Вечерами Продд спрашивал:
– Ну, сказал что-нибудь? – и жена отрицательно качала головой.
Дней через десять ему пришла в голову мысль. По прошествии двух недель он изложил ее вслух.
– Ма, как по-твоему: он не чокнутый?
Она самым неожиданным образом вознегодовала:
– Как это – чокнутый?
Продд повел рукой.
– Сама знаешь, – тронутый, умишком хилый, вот как.
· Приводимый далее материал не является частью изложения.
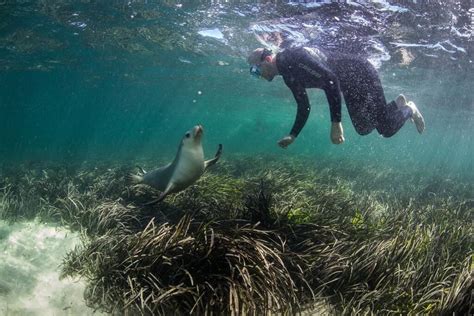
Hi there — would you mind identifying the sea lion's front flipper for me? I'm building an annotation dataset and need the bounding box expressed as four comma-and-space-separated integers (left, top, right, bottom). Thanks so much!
142, 183, 175, 206
142, 192, 167, 206
204, 144, 223, 170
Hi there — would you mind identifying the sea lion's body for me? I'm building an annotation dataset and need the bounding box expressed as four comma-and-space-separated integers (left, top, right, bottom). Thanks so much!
131, 125, 222, 204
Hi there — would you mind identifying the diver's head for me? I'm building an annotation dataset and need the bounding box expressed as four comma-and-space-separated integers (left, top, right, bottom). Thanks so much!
247, 48, 278, 81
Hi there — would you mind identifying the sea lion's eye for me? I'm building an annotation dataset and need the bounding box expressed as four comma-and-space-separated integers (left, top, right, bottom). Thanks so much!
185, 132, 191, 138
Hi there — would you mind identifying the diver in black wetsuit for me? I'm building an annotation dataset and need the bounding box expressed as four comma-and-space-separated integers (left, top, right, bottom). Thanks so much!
247, 47, 425, 148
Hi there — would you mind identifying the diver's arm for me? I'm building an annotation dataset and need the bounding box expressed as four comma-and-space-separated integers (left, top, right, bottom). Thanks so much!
323, 79, 344, 144
302, 52, 344, 144
289, 84, 311, 138
277, 84, 310, 148
323, 77, 342, 123
300, 52, 342, 124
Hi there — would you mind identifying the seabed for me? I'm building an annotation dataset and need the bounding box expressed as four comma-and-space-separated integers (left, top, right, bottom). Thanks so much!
0, 155, 472, 315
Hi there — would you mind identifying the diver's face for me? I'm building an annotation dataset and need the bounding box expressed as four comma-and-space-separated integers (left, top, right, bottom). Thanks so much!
249, 49, 275, 81
250, 59, 274, 81
259, 59, 275, 81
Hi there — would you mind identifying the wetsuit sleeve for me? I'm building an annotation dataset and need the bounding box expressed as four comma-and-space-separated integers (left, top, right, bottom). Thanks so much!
288, 84, 310, 137
323, 80, 342, 123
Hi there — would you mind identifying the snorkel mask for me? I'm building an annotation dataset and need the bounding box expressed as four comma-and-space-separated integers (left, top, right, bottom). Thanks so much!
249, 48, 272, 78
249, 64, 262, 77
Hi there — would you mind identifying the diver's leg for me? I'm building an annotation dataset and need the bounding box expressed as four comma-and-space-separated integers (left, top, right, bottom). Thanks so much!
345, 94, 377, 136
376, 95, 424, 137
406, 100, 425, 133
338, 61, 379, 135
376, 100, 412, 137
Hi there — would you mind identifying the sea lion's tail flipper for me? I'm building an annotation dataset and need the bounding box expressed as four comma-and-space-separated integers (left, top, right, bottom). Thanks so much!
128, 165, 148, 184
136, 165, 147, 174
128, 173, 144, 184
205, 144, 223, 170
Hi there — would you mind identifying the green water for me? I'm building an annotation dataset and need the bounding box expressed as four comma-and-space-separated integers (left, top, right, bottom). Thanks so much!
0, 2, 472, 181
1, 58, 472, 180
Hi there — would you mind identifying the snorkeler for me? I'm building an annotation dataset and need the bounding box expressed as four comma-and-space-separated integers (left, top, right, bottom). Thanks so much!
247, 47, 425, 148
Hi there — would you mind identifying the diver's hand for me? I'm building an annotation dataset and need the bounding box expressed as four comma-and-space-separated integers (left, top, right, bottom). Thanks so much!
278, 135, 295, 148
331, 122, 345, 144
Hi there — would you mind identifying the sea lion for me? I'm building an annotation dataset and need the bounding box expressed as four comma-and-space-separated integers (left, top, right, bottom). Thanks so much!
130, 125, 222, 205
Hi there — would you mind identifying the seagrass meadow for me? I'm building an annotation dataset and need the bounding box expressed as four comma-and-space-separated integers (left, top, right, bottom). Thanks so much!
0, 155, 472, 315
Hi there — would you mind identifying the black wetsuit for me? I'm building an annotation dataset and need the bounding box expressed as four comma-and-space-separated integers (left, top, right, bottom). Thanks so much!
275, 46, 412, 137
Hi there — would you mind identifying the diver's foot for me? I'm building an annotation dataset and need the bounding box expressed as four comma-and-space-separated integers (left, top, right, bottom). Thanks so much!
406, 100, 425, 134
395, 94, 407, 108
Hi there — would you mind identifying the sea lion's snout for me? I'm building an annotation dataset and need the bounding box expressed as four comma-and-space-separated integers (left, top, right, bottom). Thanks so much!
194, 125, 204, 138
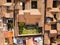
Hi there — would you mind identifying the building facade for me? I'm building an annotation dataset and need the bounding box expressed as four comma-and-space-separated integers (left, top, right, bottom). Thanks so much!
0, 0, 60, 45
45, 0, 60, 45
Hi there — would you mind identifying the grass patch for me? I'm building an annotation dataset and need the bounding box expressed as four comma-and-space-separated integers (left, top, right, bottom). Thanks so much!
18, 22, 42, 34
21, 28, 38, 34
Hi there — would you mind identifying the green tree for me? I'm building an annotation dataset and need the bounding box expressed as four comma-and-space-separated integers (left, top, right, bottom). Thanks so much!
18, 22, 24, 34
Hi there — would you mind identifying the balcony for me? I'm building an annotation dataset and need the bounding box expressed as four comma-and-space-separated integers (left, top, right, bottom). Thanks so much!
58, 30, 60, 35
51, 43, 57, 45
3, 24, 8, 31
45, 24, 51, 31
2, 3, 14, 11
4, 12, 13, 18
18, 9, 41, 24
47, 0, 53, 9
49, 8, 60, 13
7, 6, 14, 11
57, 23, 60, 35
51, 18, 57, 24
57, 14, 60, 21
2, 3, 13, 6
49, 30, 57, 37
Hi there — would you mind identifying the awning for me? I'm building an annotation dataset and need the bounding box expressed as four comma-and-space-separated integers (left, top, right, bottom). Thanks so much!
19, 9, 41, 15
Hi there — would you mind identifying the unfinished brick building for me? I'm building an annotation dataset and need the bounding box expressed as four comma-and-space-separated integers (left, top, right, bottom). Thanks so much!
0, 0, 60, 45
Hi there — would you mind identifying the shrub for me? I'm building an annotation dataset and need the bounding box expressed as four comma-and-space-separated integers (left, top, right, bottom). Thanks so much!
18, 22, 25, 34
37, 27, 42, 33
7, 22, 13, 29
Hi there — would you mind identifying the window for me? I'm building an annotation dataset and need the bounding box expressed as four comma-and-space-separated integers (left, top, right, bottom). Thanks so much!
46, 17, 53, 22
53, 1, 57, 8
50, 37, 56, 43
57, 35, 60, 38
7, 0, 11, 2
23, 40, 26, 45
2, 17, 6, 23
5, 38, 9, 44
7, 18, 13, 30
38, 27, 42, 33
22, 2, 25, 10
20, 2, 25, 10
31, 1, 37, 9
51, 24, 57, 30
6, 6, 10, 12
54, 14, 57, 20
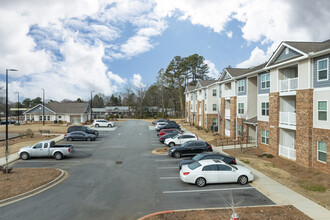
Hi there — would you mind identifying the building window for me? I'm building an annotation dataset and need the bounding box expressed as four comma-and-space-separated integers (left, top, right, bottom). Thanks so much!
212, 118, 217, 126
238, 79, 245, 92
261, 130, 269, 145
204, 89, 207, 99
212, 104, 217, 111
205, 104, 207, 111
318, 101, 327, 121
285, 48, 289, 55
261, 73, 270, 89
262, 102, 269, 116
317, 58, 328, 81
47, 116, 50, 121
58, 115, 62, 119
317, 141, 327, 163
219, 85, 222, 97
44, 116, 46, 120
212, 89, 217, 96
191, 93, 193, 99
39, 116, 42, 121
238, 125, 243, 136
238, 103, 244, 114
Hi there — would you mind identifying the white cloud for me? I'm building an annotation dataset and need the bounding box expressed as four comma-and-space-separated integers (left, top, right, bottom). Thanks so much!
236, 46, 270, 68
204, 60, 220, 79
226, 31, 233, 38
108, 71, 127, 84
131, 73, 145, 88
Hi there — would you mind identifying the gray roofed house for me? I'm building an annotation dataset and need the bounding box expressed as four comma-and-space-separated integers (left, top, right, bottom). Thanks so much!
198, 80, 217, 87
284, 39, 330, 54
185, 85, 196, 93
23, 102, 90, 124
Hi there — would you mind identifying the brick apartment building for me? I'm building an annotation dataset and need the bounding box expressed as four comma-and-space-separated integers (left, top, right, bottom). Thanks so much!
185, 39, 330, 174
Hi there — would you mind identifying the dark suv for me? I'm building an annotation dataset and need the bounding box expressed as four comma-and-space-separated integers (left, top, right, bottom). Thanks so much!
168, 141, 212, 158
67, 126, 99, 137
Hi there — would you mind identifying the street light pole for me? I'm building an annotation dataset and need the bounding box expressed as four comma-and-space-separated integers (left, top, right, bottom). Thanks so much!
91, 90, 95, 122
14, 92, 19, 123
5, 69, 17, 180
42, 89, 45, 126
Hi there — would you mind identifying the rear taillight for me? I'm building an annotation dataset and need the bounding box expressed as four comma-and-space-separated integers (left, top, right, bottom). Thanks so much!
196, 136, 198, 140
64, 134, 67, 136
68, 148, 71, 152
183, 172, 190, 175
233, 159, 236, 164
160, 137, 164, 139
208, 145, 212, 149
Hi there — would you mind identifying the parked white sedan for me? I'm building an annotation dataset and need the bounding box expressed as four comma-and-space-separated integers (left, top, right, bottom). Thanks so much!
180, 159, 254, 187
164, 133, 198, 147
93, 119, 115, 127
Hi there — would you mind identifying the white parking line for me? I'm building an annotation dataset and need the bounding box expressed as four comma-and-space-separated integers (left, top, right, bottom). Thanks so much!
160, 177, 180, 180
156, 159, 180, 161
20, 160, 81, 163
163, 187, 254, 194
158, 167, 178, 169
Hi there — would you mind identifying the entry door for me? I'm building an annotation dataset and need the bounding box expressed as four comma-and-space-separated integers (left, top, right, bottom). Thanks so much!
283, 131, 295, 149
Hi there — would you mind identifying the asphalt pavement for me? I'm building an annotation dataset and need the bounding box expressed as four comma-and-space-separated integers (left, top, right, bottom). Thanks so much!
1, 120, 274, 220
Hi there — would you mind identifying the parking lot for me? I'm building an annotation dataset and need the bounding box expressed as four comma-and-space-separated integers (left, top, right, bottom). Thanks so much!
2, 120, 275, 220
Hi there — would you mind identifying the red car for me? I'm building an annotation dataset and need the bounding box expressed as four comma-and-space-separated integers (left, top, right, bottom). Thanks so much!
158, 128, 181, 137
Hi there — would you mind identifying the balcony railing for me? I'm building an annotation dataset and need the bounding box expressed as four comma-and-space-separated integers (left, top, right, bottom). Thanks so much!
225, 109, 230, 118
280, 112, 296, 126
225, 129, 230, 137
279, 144, 296, 160
280, 77, 298, 92
223, 90, 231, 98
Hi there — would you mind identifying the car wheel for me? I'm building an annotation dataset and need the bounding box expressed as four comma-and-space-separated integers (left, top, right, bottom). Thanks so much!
87, 137, 91, 141
95, 124, 99, 127
173, 152, 181, 158
67, 137, 72, 141
95, 132, 99, 137
54, 152, 63, 160
20, 152, 30, 160
108, 124, 112, 127
169, 142, 175, 147
196, 177, 206, 187
238, 175, 248, 185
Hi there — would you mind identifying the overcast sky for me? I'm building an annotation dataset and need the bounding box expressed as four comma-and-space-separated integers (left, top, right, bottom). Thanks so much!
0, 0, 329, 102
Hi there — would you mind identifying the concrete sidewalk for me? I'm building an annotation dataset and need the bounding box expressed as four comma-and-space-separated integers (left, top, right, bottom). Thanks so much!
213, 148, 330, 220
0, 134, 64, 166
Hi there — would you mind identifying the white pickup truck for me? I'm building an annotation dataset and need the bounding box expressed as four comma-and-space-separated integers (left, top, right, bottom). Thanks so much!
18, 140, 74, 160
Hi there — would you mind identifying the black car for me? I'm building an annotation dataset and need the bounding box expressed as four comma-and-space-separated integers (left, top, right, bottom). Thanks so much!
156, 122, 180, 132
178, 153, 236, 169
168, 141, 213, 158
64, 131, 96, 141
152, 119, 169, 125
159, 132, 180, 143
67, 126, 99, 136
0, 120, 16, 125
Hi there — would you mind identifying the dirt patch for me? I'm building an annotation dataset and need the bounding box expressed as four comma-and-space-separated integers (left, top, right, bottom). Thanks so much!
0, 168, 61, 200
224, 148, 330, 210
152, 148, 168, 155
0, 123, 68, 134
0, 134, 59, 158
145, 206, 311, 220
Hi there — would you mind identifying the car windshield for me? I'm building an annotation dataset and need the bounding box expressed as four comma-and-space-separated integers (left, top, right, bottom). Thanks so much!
188, 161, 201, 170
192, 154, 205, 161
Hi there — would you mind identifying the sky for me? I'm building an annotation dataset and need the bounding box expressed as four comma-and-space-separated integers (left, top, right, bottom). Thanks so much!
0, 0, 329, 102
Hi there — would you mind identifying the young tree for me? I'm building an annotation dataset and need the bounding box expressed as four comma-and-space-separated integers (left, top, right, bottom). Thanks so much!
91, 94, 104, 108
157, 68, 166, 117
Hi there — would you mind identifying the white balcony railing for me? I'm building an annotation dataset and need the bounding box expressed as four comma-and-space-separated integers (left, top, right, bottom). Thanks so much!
280, 112, 296, 126
225, 129, 230, 137
225, 109, 230, 118
280, 77, 298, 92
279, 144, 296, 160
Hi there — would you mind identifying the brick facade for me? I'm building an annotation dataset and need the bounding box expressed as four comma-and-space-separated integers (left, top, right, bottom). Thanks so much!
201, 100, 205, 128
257, 120, 270, 152
295, 89, 313, 167
220, 98, 225, 137
312, 128, 330, 174
237, 118, 249, 139
269, 92, 279, 156
230, 97, 237, 139
196, 101, 199, 126
206, 114, 218, 130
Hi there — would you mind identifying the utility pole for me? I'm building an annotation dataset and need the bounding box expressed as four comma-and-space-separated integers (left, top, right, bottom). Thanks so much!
42, 89, 45, 125
91, 90, 95, 122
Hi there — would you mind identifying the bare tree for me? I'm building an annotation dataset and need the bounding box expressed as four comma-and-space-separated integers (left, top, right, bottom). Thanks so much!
135, 85, 148, 118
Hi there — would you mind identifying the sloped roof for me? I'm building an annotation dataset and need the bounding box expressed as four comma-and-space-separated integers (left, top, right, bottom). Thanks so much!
225, 68, 249, 77
199, 80, 217, 87
245, 62, 267, 73
186, 85, 196, 92
45, 102, 89, 114
284, 39, 330, 54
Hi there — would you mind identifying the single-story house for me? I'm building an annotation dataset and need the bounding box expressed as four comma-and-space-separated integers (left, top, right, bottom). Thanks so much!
23, 102, 91, 124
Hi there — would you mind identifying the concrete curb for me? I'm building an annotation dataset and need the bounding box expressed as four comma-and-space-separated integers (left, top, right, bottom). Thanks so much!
0, 169, 69, 207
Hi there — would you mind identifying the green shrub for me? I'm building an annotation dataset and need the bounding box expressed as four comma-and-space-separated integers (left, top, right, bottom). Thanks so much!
266, 154, 274, 158
25, 129, 34, 138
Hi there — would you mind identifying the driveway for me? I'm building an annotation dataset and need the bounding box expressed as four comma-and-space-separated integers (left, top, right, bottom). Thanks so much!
1, 120, 274, 220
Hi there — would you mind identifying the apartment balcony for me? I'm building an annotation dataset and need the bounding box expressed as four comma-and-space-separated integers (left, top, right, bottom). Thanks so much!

Не говорит, потому что не может.
– Нет! – уверенно отвечала она. И, заметив вопросительный взгляд Продда, добавила: – Посмотри в его глаза. Разве у тронутых такие?
Глаза-то и он успел заметить. Взгляд их смущал его.
– Все-таки хотелось бы, чтоб он заговорил, – заметил Продд. – Как знать, может, парень вляпался во что-то такое, о чем лучше не помнить. Грейс-то, она поправилась, разве не так?
– Ну прежней-то она уже не стала, – ответила жена. – Но тем не менее переболела. Мне кажется, что иногда с нашим миром невозможно ужиться, и телу, так сказать, приходится отворачиваться от него, чтобы передохнуть.
Шли недели, раны зарастали, широкое плоское тело поглощало пищу, как кактус влагу. Никогда раньше в своей жизни не знал он отдыха, сытости и… Она сидела возле него и говорила. Пела песни… «Тихо теки, сладкий Афтон» и «Дома, на ранчо». Невысокая загорелая женщина с бесцветными волосами и выгоревшими глазами, охваченная голодом, подобным тому, что некогда терзал его. Она рассказывала застывшему, ни словом не отзывающемуся лицу о родне на востоке, о втором классе, о том, как Продд явился к ней свататься на «Форде-Т» своего босса, не умея даже водить машину. Она рассказала ему обо всем, что еще было живо в ее памяти: о платье, которое было на ней в день конфирмации, – тут клинышек, там клинышек, а здесь бантик, о том, как муж Грейс, в стельку пьяный, завалился домой: портки изорваны, под мышкой поросенок – да визжит, хоть затыкай уши. Она читала над ним молитвы и пересказывала по памяти Библию. Словом, выболтала все, что знала и помнила, но умолчала о Джеке.